Au fond, l’utilisation des techniques ne fait que révéler l’humain à lui-même ! Ce début de XXI siècle confirme cette réalité avec un mélange très tumultueux entre des promesses de progrès inimaginables au XX siècle et des stigmates très persistants du « vieux monde » comme disent certains. L’actualité quotidienne ne fait, au fond, que refléter cette phase de transition. La peur du déclassement social d’un côté et les bonds en avant de l’intelligence artificielle de l’autre sont peut-être les deux symboles les plus forts de cette précaire cohabitation entre deux mondes, deux logiques, deux paradigmes qui se croisent sans se comprendre. Aujourd’hui, dans les sociétés dites de progrès, nous vivons un étrange paradoxe : Les technologies sont, en effet, considérées à la fois comme la solution et le problème à pas mal de nos problèmes. La technologie semble même être au centre de tout. Via l’intelligence artificielle, elle se permet même de défier l’Homme ! Remarquons au passage qu’elle se permet cela au moment même où elle apprend aussi à parler et à écouter. (Cf les enceintes connectées et autres)
Pire que d’être exploité, être inutile !
Pour la première fois de notre histoire, la technologique ne va pas créer une classe d’exploités mais potentiellement une classe d’inutiles. En effet, que faire des gens quand l’intelligence artificielle fera le job de Monsieur Tout le Monde, mieux que Monsieur tout le Monde ? Nous verrons bien. Une choses est certaine : L’inégalité n’est jamais aussi forte que quand les classes moyennes perdent leur utilité économique car c’est à ce moment-là qu’elles sont délaissées par les états et les élites. Personne ne maltraite vraiment son personnel tant qu’il est utile. Mais quand il devient inutile, on n’est certes plus exploité mais souvent oublié. Les chevaux sont devenus inutiles quand on a inventé le tracteur.
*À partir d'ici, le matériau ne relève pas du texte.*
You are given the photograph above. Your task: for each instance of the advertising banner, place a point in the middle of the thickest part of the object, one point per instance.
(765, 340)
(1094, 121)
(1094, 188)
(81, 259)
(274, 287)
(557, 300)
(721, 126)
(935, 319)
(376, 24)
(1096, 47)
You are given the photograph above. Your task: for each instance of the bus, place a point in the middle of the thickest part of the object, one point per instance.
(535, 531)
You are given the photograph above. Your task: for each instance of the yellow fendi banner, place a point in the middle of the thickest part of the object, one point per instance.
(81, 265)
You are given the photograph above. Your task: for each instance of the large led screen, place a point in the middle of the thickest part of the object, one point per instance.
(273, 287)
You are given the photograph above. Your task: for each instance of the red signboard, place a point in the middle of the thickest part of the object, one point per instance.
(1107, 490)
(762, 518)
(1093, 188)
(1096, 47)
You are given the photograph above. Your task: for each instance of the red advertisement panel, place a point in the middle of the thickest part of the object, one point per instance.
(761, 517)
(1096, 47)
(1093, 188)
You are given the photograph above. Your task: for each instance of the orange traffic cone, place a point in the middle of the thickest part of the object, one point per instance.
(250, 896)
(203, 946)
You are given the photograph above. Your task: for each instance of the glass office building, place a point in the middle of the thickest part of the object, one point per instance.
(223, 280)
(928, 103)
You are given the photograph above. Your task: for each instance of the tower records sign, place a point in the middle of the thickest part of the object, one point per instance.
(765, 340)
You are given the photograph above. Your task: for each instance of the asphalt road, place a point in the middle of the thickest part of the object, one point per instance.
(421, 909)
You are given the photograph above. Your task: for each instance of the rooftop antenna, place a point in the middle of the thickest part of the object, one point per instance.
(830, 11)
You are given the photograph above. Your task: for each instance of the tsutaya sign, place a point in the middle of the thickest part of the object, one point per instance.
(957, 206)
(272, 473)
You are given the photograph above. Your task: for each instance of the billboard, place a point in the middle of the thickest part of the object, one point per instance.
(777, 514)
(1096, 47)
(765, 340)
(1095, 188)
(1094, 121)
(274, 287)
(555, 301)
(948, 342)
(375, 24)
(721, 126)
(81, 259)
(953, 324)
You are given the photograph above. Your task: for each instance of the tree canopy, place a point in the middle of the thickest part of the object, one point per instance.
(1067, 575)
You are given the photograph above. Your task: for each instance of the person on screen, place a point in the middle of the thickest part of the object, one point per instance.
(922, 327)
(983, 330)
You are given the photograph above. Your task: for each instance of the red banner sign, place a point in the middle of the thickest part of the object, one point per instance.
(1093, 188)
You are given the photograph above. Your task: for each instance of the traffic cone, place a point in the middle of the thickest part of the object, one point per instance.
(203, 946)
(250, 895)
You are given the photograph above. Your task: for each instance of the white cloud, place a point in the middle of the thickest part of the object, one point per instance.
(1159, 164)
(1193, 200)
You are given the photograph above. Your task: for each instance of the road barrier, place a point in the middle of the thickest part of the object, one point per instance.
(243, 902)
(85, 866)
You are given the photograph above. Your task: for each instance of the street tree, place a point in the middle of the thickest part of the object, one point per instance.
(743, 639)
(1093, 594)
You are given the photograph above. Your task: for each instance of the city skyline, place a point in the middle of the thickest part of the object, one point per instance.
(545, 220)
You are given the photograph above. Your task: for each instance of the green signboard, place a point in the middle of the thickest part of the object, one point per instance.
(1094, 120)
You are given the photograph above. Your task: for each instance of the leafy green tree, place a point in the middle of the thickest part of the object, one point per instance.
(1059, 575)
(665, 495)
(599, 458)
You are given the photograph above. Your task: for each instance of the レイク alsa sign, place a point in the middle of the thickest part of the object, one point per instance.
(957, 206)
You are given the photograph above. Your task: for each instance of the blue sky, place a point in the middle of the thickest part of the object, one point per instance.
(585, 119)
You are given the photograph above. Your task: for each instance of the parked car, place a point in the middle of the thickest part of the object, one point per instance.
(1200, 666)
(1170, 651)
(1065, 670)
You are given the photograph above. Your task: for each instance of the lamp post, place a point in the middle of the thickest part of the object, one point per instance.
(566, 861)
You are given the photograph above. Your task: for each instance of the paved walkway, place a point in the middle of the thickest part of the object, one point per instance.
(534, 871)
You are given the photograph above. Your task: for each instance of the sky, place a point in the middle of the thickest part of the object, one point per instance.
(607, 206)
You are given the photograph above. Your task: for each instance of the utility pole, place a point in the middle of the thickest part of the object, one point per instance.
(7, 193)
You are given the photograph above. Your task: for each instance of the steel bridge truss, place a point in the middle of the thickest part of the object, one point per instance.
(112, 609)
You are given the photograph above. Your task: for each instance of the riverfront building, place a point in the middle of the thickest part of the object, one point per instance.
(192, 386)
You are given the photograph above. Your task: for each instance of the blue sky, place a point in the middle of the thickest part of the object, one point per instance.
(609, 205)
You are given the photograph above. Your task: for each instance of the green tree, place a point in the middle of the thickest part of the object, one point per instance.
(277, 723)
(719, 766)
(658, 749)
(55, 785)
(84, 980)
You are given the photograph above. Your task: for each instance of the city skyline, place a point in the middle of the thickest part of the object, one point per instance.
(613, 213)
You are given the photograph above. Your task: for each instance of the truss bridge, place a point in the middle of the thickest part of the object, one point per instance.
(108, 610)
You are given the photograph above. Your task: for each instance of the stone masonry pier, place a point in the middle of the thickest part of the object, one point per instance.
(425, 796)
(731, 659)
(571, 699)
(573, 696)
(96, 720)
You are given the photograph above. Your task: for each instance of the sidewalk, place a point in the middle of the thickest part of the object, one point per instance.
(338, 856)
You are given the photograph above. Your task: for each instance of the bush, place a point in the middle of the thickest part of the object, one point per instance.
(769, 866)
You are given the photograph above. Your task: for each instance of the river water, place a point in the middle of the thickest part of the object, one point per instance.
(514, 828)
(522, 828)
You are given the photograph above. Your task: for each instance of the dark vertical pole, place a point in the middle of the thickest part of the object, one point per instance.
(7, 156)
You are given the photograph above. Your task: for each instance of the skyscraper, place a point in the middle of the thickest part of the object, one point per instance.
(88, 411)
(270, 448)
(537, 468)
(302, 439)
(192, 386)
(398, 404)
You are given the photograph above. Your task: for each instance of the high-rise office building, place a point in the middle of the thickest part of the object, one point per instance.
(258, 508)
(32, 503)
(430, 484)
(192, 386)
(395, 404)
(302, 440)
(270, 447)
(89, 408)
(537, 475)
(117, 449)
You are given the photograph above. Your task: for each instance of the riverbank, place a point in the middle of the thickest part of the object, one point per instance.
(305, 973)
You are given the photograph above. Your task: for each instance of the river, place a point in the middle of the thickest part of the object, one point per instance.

Les ouvriers sont devenus inutiles quand on a robotisé les chaines de montages. Et bientôt les médecins pourraient devenir inutiles si les robots nous soignent mieux et plus vite qu’eux.
En plus d’être parfois envahissante, la technique est aussi très déconcertante.
Alors que la planète est entièrement connectée, remarquons que nous n’avons peut-être jamais été aussi seuls devant nos problèmes. Comment expliquer ce paradoxe ? Peut-être en rappelant que depuis toujours, les sociétés humaines reposent sur un besoin de « faire confiance à quelque chose » pour se rassurer sur ce qui nous angoisse ou nous inquiète. Historiquement, l’Homme pour se libérer de ses angoisses a d’abord fait confiance à la Magie (l’époque Mythologique), puis à Dieu (l’époque Théologique), puis à lui-même (l’époque Humaniste). Il semblerait qu’il s’organise désormais un transfert de confiance vers la Machine et c’est cela qui explique l’explosion de l’intelligence artificielle. L’intelligence artificielle est donc peut être un transfert de compétences (nous verrons bien dans quelques temps) mais d’ores et déjà un transfert de confiance d’où la conduite autonome, les diagnostiques automatisés en médecine, les recrutements pilotés par algorithmes comportementaux…etc. C’est ni bien ni mal, il faut juste bien comprendre le cheminement pour prendre la distance nécessaire. En revanche, on se sent aujourd’hui plus dépassé qu’augmenté par toutes ces nouvelles techniques et c’est cela qui nous rend de nouveau seul devant nos problèmes désormais existentiels.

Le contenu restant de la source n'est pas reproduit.